The setup file to build the code and make it callable from python (performancemodulesetup.py).
The python file that makes use of the C extension (performancetest.py)
The code should run upon downloading by doing the following
Adjust the include path in performancemodule.c.
Run the following
python performancemodulesetup.py build
python performancetest.py
You may have to copy the library file performancemodule.so or performancemodule.dll into the same directory as performancetest.py.
Results and performance
The results agree neatly with one another as shown below:
The performance of the C method is even better than scipy's convolve method.
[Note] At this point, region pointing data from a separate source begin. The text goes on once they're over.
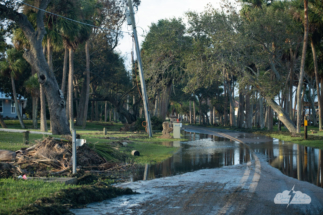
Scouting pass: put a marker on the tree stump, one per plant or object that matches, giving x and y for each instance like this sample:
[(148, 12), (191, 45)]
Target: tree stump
[(166, 131), (135, 153), (25, 139), (6, 155)]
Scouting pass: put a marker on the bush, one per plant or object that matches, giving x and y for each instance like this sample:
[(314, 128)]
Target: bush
[(138, 124), (157, 123)]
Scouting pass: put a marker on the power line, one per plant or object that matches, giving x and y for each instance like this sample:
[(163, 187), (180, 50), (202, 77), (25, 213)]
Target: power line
[(63, 17)]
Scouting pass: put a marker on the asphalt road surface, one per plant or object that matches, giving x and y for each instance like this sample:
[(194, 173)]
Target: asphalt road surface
[(251, 188)]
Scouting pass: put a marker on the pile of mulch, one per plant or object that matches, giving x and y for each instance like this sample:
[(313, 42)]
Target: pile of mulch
[(54, 155), (63, 200), (7, 170)]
Running 10k convolutions with array length 50 requires
convolve (seconds, microseconds) 81 349969
scipy.signal.convolve (seconds, microseconds) 1 962599
convolve in C (seconds, microseconds) 0 87024
Thus, the C implementation is about 1000 times faster than the python implementation and a bit more than 20 times as fast as the scipy implementation (admittedly, the scipy implementation is more versatile).
EDIT: This does not solve the original question exactly but is sufficient for my purposes.